Parmi ces solutions, Hichem Ben Ahmed affirme avoir discuté avec le chef du gouvernement Youssef Chahed sur la possibilité d’accorder des “avantages aux sociétés de transports ou aux personnes” afin qu’ils puissent se consacrer au transport des ouvrier(e)s agricoles.

“Nous n’accepterons plus que ce genre d’accident survienne” a-t-il conclu.

Samedi, 12 personnes dont 7 ouvrières agricoles sont décédées à la suite d’un accident de la route survenu à Seballa dans le gouvernorat de Sidi Bouzid. Celui-ci a relancé le débat sur les conditions de travail et de transport des ouvrières agricoles en Tunisie.

La veille, dans la région de Ragada, dans le gouvernorat de Kairouan, des ouvrières agricoles avaient chuté d’un camion les transportant vers leur lieu de travail, faisant neuf blessées âgées entre 15 et 56 ans.

 

Le 11 avril dernier, à Zaghouan, deux ouvrières agricoles avaient trouvé la mort dans un accident de la route.

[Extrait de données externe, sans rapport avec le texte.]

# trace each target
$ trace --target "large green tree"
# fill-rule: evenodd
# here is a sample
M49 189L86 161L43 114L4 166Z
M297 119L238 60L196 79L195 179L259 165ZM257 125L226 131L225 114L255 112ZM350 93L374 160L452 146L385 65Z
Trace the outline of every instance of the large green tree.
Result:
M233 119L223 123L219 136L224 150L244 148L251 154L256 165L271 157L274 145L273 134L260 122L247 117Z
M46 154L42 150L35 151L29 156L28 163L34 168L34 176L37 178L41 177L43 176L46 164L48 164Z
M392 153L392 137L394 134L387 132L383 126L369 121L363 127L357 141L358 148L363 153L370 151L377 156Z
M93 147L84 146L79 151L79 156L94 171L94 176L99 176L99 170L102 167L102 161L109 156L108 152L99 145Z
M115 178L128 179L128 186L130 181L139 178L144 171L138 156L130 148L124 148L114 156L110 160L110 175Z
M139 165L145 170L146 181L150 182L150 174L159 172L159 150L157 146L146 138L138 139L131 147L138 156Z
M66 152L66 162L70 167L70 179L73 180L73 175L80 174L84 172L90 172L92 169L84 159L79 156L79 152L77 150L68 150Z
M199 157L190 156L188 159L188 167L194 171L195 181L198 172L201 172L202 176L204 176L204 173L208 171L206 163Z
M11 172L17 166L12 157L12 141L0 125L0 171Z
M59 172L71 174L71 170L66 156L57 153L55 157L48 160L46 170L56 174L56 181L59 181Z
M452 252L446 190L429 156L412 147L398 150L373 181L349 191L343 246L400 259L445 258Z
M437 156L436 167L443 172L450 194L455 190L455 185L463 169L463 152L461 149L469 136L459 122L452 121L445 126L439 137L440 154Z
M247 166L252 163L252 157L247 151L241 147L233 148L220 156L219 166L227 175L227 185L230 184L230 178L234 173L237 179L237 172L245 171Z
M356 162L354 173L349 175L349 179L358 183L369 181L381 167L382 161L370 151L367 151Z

Depuis 2015, plusieurs association avaient tiré la sonnette d’alarme sur le transport anarchique d’ouvrières agricoles.

L’Association Tunisienne des Femmes Démocrates (ATFD) et le Forum Tunisien des Droits Economiques et Sociaux (FTDES) avaient dénoncé les conditions dans lesquelles les travailleuses agricoles sont transportées, mettant l’accent sur la ségrégation dont elles sont victimes.

Une étude du Population Council a souligné la précarité des conditions de travail des ouvrières agricoles en Tunisie. Selon l’étude, dans la région de “Nadhour”, 92% des femmes interrogées indiquent qu’elles se réunissent entre elles de façon informelle, en attendant la camionnette du chef d’exploitation. La durée du travail, la faible rémunération, la quasi absence des droits sociaux, et la pénibilité des conditions du travail constituent autant de facteurs de précarité pour ces ouvrières.

Selon le FTDES, il y a eu en 2018, 4 décès d’ouvrières agricoles et 199 blessées suite à des accidents de la route.